One question he had while researching the mission was why so many people were driving down to Juarez to run and mountain bike in the mountains when we had plenty of mountains around El Paso. We learned that nearly all the mountains around El Paso were former (WW2, Korean War) artillery ranges and had thousands of unexploded shells on the ground, so they were closed to the public and often too steep, but Mexico never bombed their mountains and the slopes weren't as steep, therefore they had fantastic places to run, hike, and mountain bike. The mountains west of Juarez had hundreds of well established trails, some over 100 years old and some were well marked too.

All along the west side of the mountains were tourist places to hike or mountain bike that sold food, water, first aid services, and other resources for American and Mexican tourists.
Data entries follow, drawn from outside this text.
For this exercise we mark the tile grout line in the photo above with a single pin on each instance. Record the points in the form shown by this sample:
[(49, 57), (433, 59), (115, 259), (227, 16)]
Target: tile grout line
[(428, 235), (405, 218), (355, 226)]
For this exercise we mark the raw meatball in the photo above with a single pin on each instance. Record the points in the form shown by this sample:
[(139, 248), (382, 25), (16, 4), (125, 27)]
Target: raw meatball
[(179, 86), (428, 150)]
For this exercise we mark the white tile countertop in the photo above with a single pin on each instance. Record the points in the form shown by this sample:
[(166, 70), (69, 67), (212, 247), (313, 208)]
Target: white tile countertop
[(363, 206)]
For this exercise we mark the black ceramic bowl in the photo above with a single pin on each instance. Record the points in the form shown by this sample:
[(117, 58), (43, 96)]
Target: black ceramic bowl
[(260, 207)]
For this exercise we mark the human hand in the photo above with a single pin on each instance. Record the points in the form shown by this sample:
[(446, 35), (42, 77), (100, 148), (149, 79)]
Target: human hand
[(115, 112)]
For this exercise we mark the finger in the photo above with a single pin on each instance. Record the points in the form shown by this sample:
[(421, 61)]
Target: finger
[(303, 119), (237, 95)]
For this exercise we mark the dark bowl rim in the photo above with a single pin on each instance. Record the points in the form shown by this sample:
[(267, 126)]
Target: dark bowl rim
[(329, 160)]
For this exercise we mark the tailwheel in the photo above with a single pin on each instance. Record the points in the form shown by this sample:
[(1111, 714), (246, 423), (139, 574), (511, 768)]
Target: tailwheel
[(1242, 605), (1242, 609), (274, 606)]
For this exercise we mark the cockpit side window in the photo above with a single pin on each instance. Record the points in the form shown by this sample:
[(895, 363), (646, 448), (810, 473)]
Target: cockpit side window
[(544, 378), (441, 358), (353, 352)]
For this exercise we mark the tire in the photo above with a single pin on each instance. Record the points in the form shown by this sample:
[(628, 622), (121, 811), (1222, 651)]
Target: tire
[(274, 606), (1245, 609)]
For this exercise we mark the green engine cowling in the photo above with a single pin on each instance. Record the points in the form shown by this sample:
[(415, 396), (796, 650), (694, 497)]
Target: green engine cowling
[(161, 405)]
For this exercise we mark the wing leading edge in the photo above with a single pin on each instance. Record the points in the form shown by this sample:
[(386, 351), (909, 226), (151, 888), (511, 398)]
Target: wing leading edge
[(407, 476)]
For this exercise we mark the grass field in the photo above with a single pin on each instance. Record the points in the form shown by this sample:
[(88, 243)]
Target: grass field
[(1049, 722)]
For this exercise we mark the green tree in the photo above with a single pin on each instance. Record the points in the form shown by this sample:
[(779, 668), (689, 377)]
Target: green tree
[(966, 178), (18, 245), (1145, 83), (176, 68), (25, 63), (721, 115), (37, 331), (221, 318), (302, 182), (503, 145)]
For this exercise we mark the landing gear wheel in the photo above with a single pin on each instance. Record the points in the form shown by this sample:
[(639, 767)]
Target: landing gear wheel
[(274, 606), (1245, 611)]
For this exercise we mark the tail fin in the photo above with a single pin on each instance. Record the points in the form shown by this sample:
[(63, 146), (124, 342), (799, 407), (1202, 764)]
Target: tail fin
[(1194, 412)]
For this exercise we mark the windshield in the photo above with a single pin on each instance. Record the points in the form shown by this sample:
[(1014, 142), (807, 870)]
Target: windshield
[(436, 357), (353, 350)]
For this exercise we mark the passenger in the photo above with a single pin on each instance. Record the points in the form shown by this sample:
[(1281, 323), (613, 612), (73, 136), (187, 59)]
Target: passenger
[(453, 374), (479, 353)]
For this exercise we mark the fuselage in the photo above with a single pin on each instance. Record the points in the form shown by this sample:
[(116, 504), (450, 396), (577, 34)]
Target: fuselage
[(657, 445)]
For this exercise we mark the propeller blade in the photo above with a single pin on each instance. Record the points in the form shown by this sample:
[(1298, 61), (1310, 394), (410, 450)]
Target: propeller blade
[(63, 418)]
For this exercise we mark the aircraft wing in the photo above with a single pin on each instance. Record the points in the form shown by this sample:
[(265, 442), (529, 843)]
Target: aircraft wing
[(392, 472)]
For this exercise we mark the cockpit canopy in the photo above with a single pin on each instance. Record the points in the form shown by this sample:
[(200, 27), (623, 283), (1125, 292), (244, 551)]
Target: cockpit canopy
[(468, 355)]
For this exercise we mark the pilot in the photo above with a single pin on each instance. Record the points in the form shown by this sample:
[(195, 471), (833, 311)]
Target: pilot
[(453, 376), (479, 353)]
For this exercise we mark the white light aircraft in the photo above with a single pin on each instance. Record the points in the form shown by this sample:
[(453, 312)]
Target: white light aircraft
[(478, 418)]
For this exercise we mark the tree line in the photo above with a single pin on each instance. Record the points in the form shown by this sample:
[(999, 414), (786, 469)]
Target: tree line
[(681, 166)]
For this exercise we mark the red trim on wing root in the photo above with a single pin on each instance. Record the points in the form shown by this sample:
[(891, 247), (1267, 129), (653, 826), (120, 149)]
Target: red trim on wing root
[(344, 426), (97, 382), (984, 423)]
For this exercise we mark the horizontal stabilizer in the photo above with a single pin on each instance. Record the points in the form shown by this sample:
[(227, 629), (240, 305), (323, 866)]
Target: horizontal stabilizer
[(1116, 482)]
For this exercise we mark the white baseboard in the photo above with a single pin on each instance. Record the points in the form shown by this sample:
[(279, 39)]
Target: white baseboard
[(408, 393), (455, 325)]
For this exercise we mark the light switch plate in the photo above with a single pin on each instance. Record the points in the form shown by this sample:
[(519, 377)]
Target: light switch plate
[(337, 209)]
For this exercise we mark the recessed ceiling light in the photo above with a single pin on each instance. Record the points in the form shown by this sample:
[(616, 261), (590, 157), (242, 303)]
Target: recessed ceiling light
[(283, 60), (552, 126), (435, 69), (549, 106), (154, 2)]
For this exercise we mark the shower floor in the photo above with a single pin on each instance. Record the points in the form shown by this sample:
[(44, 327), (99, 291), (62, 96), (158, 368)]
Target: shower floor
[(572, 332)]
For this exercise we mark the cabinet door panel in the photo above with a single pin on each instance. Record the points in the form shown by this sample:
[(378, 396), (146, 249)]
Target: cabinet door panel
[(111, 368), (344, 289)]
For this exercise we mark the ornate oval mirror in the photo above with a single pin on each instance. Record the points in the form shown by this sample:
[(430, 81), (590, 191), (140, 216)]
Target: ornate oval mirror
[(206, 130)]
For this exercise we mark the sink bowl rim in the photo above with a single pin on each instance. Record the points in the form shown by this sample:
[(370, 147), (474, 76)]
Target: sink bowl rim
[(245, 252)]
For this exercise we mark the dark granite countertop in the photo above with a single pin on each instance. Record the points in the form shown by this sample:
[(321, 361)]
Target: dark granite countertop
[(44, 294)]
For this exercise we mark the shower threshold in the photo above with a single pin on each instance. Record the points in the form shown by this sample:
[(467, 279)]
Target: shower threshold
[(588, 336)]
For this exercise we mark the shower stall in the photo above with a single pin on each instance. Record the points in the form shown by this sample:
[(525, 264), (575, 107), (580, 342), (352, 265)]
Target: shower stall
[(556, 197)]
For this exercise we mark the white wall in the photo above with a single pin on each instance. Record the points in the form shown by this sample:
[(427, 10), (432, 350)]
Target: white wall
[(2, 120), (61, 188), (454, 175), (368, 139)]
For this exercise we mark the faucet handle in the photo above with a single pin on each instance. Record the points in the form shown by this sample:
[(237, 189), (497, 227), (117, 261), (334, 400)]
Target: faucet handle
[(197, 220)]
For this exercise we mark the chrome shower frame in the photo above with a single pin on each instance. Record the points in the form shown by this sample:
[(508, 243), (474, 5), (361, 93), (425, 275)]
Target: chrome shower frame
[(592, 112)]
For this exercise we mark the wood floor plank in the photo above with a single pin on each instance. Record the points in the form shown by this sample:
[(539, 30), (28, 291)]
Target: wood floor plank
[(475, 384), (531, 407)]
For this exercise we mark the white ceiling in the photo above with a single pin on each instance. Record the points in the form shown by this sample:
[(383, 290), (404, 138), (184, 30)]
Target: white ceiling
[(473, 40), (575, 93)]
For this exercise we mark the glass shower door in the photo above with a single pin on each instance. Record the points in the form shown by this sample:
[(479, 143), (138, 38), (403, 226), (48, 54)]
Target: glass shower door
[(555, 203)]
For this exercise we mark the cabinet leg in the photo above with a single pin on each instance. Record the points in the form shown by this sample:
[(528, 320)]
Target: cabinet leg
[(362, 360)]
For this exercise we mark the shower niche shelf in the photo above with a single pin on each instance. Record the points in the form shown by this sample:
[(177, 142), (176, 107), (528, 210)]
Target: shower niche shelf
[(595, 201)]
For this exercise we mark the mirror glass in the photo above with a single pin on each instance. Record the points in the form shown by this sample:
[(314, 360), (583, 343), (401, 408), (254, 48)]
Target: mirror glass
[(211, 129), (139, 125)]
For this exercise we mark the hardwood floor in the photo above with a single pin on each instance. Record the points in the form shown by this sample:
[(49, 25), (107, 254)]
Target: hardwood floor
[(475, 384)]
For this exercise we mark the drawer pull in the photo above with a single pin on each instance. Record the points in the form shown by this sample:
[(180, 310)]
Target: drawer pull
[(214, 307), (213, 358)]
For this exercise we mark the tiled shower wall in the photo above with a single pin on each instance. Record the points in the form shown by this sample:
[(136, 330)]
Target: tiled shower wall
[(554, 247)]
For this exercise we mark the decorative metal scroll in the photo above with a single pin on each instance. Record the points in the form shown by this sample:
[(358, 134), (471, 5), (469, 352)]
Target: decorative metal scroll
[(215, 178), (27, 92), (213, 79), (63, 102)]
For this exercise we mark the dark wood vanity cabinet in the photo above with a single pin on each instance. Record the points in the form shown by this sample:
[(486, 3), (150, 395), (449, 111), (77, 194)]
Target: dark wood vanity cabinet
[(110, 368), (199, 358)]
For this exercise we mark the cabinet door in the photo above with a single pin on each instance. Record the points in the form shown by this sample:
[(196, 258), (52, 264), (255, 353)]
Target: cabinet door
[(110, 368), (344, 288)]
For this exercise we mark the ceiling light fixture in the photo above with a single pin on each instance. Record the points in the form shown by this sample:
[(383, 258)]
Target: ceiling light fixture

It was a very popular area that drew thousands of people every year during cooler weather.


The next day we downloaded half of the images from the drone, the rest would be available after it landed at Holloman AFB and got connected to wifi. The camo style nature cams we mounted high in trees were already sending photos and data via satellite to the Pentagon, we had their streams copied to WSMR so we could download them locally. The nature cams were set to self destruct 72 hours after their batteries ran down. The cases might survive but the insides would be destroyed beyond recognition. If the horse ranch people saw one and brought it home and opened it they would be in for a surprise when self destruct was triggered without warning.

We spent six long days closely examining the images and clearly identified our target. Since he dressed the same every day it made him easier to spot and eventually we followed his routines day after day. Basically he got on the same brown horse and followed the tourists for their morning and late afternoon trail rides around the ranch, he followed behind them like a rear guard. He also seemed to check certain spots around the property every day, like a perimeter check. We could not identify what part of the ranch he bunked in but we discovered that he went to one of the camouflaged buildings every afternoon, we suspected he fed and checked on their prisoners, maybe fucked one or more, then rode back to the main building.

Life was good for old Marco, too bad the good times were about to end.

I was already having nightmares about what we were going to do to his corpse.